APPLICATION DEFENSES
Applications that perform critical functions or store important data for your organization need to be protected as well. These applications can live almost anywhere in your network at your organization from individual hosts to primary servers or mainframe computers. This is a fairly large and broad area for security as there are many different considerations in how to protect different applications but also for how a SOC would interface with those protection systems. It is important that applications are patched, a SOC that runs regular vulnerability scans should be able to detect when an application is out of date with its patches and escalate that information as a notification to the application owner in order to get it updated. Viruses, shellcode, and other malicious logic can take advantage of your applications and make them do things that they were not supposed to. Being able to detect when application files are inappropriately being modified or when a user keeps trying their password over and over again 1000 time per second are all things that the SOC needs to be on the look out for.
DATA DEFENSE
You have all these layers of defense but it all comes down to the data and the resources storing that data. What kind of protections will you put in place to protect your data? Will you use file and volume encryption on your endpoint devices, secure vaulting on your servers, special group access, or even physical protections? Regardless of how you decide to protect your data, someone has to watch and react to alerts or modify the systems rules as needed.
POLICIES AND PROCEDURES
Although not as technical as a ring like we have just been reviewing, policies and procedures will have large impacts to not only how your SOC operates but also what they are able to do and how they will do it. When you have a web proxy in place to protect your users from going to malicious sites, your SOC needs to review those events to ensure there are no infected systems with malicious software causing systems to access bad websites but your organization may also have policies on what can be download or what an employee is allowed to view on their computer. If you have a policy that says nobody is allowed to research guns and weapons while at work on a work computer then it may be the responsibility of your SOC to catch that and to properly report it to the HR department. There are many other policies and procedures that will impact the operation of your SOC, carefully review what your organization has and see what can be included into the SOC as part of their business objectives and help business controls. The policies and procedures will touch every aspect of not only how the SOC operates but how devices are configured, tuned, and deployed to protect against.
SECURITY ARCHITECTURE
Now that we have talked about some of the enterprise level devices and organizational infrastructure out there that your SOC may be responsible for or get information from we need to talk about how this all comes together. If you were starting off from scratch or if you really need to take a good look at what you have and want to make sure you have the right equipment to protect your network, you would need the help of a security architect. This is someone who understands the needs and goals of the organization and who has a good understanding of where potential weaknesses could be. They will then work to recommend technology or configurations of existing systems to improve the overall security posture of a network. They will work with the larger IT organization to purchase, configure, and install security products that will monitor and protect the infrastructure. The architect should design countermeasures for different types of attacks such as unauthorized user access, data loss, hacking, malware, and many others. It is worth mentioning this role here because it is vital to the organization but will not always be a part of the typical SOC unless you are an MSSP. In many MSSPs, you will indeed find or should find security architects in the SOC. This does not mean that architects cannot be a part of the SOC but they are typically part of a larger security organization and will work along with the SOC to identify areas of weakness or areas that need improvement. These architects need to be responsible for understanding industry standards and best practices and be able to convert those to realistic technical controls. They have to keep up with not only networking trends but also emerging security technology as it relates to your core organizational security needs. They should be able to work effectively to help an organization design, size, and scale security solutions specific to organizational needs on a project by project basis or as part of an overall security strategy. Your architect will know what tools are out there to achieve security goals.

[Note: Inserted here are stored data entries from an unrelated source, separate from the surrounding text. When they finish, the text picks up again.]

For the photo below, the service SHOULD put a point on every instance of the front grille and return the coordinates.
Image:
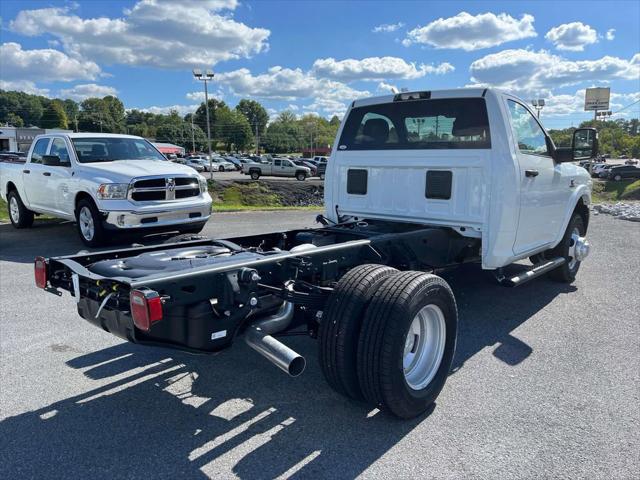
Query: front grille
(164, 189)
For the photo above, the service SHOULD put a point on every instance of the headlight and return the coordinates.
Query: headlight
(203, 185)
(113, 191)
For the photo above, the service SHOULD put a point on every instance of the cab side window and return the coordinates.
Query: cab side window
(39, 150)
(529, 135)
(59, 148)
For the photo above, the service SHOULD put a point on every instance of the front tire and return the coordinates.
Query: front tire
(407, 343)
(341, 324)
(566, 273)
(89, 224)
(21, 216)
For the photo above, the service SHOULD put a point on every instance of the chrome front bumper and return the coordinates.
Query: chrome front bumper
(131, 219)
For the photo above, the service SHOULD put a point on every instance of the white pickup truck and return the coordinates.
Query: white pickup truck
(104, 182)
(417, 183)
(276, 167)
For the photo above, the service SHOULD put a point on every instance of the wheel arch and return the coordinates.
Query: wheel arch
(82, 196)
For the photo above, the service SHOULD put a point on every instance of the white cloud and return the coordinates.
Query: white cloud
(181, 109)
(572, 36)
(155, 33)
(24, 86)
(387, 88)
(88, 90)
(388, 27)
(198, 96)
(472, 32)
(375, 68)
(530, 72)
(46, 65)
(286, 84)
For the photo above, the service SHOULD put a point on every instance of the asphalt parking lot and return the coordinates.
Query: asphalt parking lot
(546, 384)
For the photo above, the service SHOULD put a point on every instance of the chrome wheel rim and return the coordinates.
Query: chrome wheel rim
(424, 347)
(85, 220)
(14, 211)
(575, 237)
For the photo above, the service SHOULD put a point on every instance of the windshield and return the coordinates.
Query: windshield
(418, 124)
(106, 149)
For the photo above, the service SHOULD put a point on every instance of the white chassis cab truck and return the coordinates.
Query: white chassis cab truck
(417, 183)
(106, 183)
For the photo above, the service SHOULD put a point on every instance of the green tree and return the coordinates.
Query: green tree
(14, 120)
(54, 116)
(255, 114)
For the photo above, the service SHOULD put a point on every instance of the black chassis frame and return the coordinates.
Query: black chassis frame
(200, 301)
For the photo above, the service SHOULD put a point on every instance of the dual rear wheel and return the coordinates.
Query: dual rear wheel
(388, 338)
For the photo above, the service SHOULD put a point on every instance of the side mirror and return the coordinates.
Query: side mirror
(585, 144)
(51, 160)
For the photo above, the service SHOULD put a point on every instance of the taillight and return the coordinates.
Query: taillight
(146, 308)
(40, 271)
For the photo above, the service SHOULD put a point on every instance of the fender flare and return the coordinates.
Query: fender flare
(581, 197)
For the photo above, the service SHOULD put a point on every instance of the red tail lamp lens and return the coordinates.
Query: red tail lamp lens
(146, 308)
(40, 271)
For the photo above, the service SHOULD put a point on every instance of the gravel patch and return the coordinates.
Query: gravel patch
(620, 210)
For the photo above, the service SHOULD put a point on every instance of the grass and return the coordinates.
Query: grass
(610, 191)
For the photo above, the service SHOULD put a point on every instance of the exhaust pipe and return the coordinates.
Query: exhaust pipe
(258, 336)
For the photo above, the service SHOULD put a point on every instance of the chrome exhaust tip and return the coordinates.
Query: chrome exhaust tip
(258, 337)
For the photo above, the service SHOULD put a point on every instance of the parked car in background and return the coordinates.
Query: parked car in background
(623, 172)
(300, 162)
(604, 171)
(194, 163)
(278, 167)
(236, 162)
(222, 164)
(106, 183)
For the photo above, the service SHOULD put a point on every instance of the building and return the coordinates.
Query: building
(16, 139)
(167, 148)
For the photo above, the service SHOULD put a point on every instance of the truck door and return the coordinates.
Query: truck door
(57, 182)
(542, 190)
(33, 176)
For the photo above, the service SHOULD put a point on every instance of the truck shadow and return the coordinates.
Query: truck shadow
(164, 414)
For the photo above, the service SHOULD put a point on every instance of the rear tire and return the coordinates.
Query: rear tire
(340, 326)
(89, 224)
(21, 216)
(407, 343)
(567, 272)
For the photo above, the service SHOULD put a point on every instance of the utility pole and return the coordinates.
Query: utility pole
(257, 141)
(538, 104)
(206, 77)
(193, 136)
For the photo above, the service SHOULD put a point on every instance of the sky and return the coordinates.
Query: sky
(318, 56)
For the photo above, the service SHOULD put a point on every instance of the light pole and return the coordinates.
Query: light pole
(538, 104)
(205, 77)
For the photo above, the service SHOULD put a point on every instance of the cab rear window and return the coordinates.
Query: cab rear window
(451, 123)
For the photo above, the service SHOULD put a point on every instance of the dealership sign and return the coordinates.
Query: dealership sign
(597, 98)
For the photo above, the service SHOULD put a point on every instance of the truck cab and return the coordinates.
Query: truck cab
(475, 160)
(104, 182)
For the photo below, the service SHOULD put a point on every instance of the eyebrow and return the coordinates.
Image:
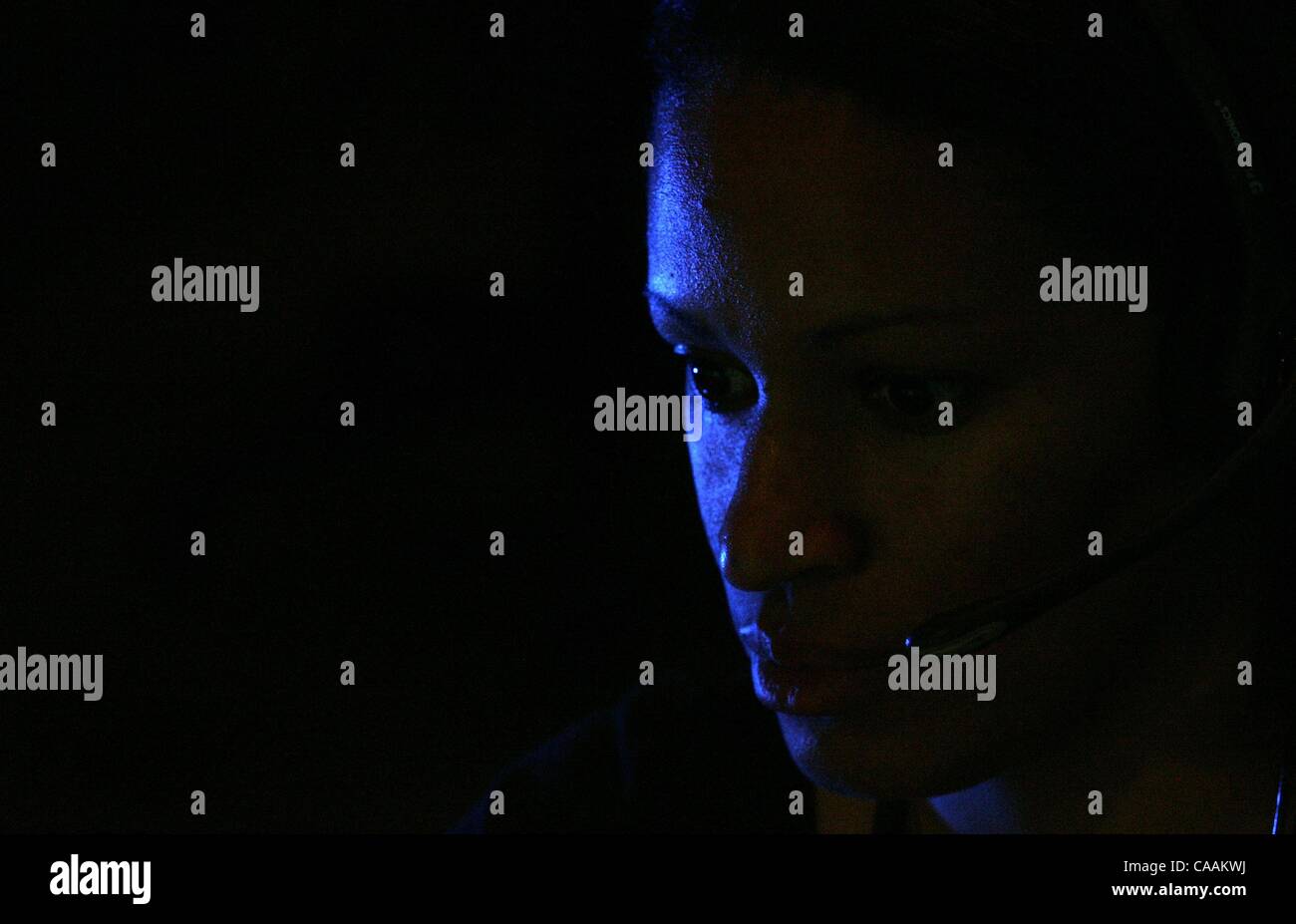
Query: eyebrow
(679, 315)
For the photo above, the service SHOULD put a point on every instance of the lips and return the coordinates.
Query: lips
(794, 677)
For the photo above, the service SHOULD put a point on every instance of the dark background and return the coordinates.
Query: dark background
(328, 543)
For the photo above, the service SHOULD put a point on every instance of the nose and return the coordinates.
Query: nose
(786, 484)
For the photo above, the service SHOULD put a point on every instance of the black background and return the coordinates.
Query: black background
(328, 543)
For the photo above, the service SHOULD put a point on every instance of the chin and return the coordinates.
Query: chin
(854, 757)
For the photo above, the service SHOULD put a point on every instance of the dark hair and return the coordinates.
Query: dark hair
(1111, 125)
(1107, 121)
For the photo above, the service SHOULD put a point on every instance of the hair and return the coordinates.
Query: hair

There is too much security technology that can be implemented at an organization to be covered in this one small chapter. Whether it is the access management system, network-based intrusion system, or core information technology infrastructure, you have to understand the size of the overall infrastructure you are protecting in order to make the right decisions on sizing your security solutions to be implemented. Basic example of this is if you plan to implement an access management system, you need to know how many users you have so that you can install the software on the right sized hardware meaning, memory, hard disk drive, as well as processing power, then you need to buy enough licenses to cover all of your users who will be accessing the system.
Read an excerpt
Download the PDF of chapter three to learn more!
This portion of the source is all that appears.